Surprise Adequacy

Surprise adequacy aims to detect novel (surprising) inputs by comparing them to the distributions of activations observed in the training set. As opposed to neuron coverage, typically, surprise adequacy is computed on the activations of a single layer.

Implemented Surprise Adequacies

dnn-tip implements the following surprise adequacies. If you use dnn_tip, consider checking out the recommendations and details in the papers originally proposing said approaches, and, besides our paper, cite them.

Abb.	Name	Proposing Paper
DSA	Distance-Based SA	Kim et. al., ICSE 2019 / arXiv (*)
LSA	Likelihood-Based SA (based on Kernel-Density estimation)	Kim et. al., ICSE 2019 / arXiv
MDSA	Mahalanobis-Distance based SA	Kim et. al., ESEC/FSE 2020 / arXiv
MLDSA	Multimodal-LSA (based on Gaussion-Mixture model)	Kim et. al., AST 2021
MultiModal	Generic, abstract composition of multiple SA, e.g. for per-class SA and MMDSA
MMDSA	Multimodal-MDSA	Kim et. al., AST 2021

(*) Implementation partially based on Weiss et. al., ICSE-W 2021. If you use our implementation of DSA, you should cite that paper as well.

Usage Example

The basic usage is deliberately kept simple, and should be easy to understand given the following examples:

# Create a LSA or MDSA instance 
sa = LSA(train_activations)  # Or MDSA(train_activations)
surprises = sa(test_activations)

# DSA in addition also requires the predicted labels
sa = DSA(train_activations, train_predictions)
surprises = sa(test_activations, test_predictions)
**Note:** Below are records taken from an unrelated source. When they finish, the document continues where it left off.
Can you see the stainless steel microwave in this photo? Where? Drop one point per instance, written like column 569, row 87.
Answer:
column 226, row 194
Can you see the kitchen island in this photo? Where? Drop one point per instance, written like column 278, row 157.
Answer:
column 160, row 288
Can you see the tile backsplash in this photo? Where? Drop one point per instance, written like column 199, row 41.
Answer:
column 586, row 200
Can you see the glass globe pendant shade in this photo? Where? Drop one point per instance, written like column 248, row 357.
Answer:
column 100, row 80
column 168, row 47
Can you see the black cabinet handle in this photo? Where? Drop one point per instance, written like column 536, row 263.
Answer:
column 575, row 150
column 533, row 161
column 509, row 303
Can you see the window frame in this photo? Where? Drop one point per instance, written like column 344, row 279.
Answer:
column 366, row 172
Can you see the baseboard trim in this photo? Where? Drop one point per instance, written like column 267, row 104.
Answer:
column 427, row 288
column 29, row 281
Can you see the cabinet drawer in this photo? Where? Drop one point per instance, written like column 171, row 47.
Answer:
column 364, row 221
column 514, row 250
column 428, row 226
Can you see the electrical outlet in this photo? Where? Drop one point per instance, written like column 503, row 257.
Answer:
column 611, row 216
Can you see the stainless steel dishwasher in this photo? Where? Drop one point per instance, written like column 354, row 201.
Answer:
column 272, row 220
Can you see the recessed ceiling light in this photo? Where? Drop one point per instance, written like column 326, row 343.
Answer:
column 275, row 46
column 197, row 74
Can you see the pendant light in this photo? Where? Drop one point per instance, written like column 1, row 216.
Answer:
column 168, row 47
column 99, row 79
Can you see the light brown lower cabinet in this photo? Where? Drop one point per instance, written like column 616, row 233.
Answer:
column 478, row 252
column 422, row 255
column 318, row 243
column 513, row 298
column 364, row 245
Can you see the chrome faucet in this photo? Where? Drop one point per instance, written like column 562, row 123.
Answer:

# MLSA requires a specification of the number of components in the Gaussian Mixture Model
sa = MLSA(train_activations, num_components=3)
surprises = sa(test_activations)

Example usages of Muli-Modal Surprise Adequacy.

# Per-Class SA (as recommended in classification problems), here as an example for MDSA
sa = MultiModalSA.build_by_class(train_activations, train_predictions, lambda x,y: MDSA(x))
# num_threads is optional, executes modals in parallel
surprises = sa(test_activations, num_threads=4)

# Multi-Modal MDSA (using k-means for clustering)
#   Check constructor signature for plenty optional params regarding k-means.
sa = MultiModalSA.build_by_class(train_activations) 
surprises = sa(test_activations, num_threads=4)

Mapping surpise adequacies to surprise profiles

While based on our empirical results we do not recommend it, you may somtimes want to use coverage profiles instead of surprise adequacies (see our paper for details).

This can be achieved as follows:

mapper =  SurpriseCoverageMapper(
  buckets, # int. Number of buckets for the coverage profile
  limit, # float. Upper limit for the coverage profile
  overflow_bucket # boolean. Use one bucket for "surprises > limit"
)
profile = mapper.get_coverage_profile(surprises)

Recommendations

DSA

DSA scales badly to large training sets. Hence, a few recommendations:

Use a subset of the training set activations

In a related paper, we showed that using a subset of the training set activations can help to drastically improve runtime of DSA while providing similar results. You can either do that when collection the activations, or pass set the parameters subsampling (expects a float between 0 and 1) and subsampling_seed (expects an integer) when creating a dnn-tip DSA instance.

Use parallel computation.

dnn-tip provides a parallel implementation of DSA, thus parallelizing the computation is simple as a user, but you should fine-tune the parameters to meet your systems abilities (RAM, most importantly). Set the parameters badge_size (default: 10) when creating the DSA instance, and set num_threads when calculating DSA to a positive integer. Example:

sa = DSA(train_activations, train_predictions, badge_size=10)
surprises = sa(test_activations, test_predictions, num_threads=4)

Also, in practice, it can be useful to increase SWAP-memory to defend against crashes due to short peak-loads.

LSA

The KDE used is not numerically stable. Our implementation takes various steps to increase stability, and where not possible attempts to fail gracefully (returning surprise 0). Still, in practice, you might be better off using a MDSA, which is faster, stable and shows similar results, but numerically stable and at higher prediction-time performance.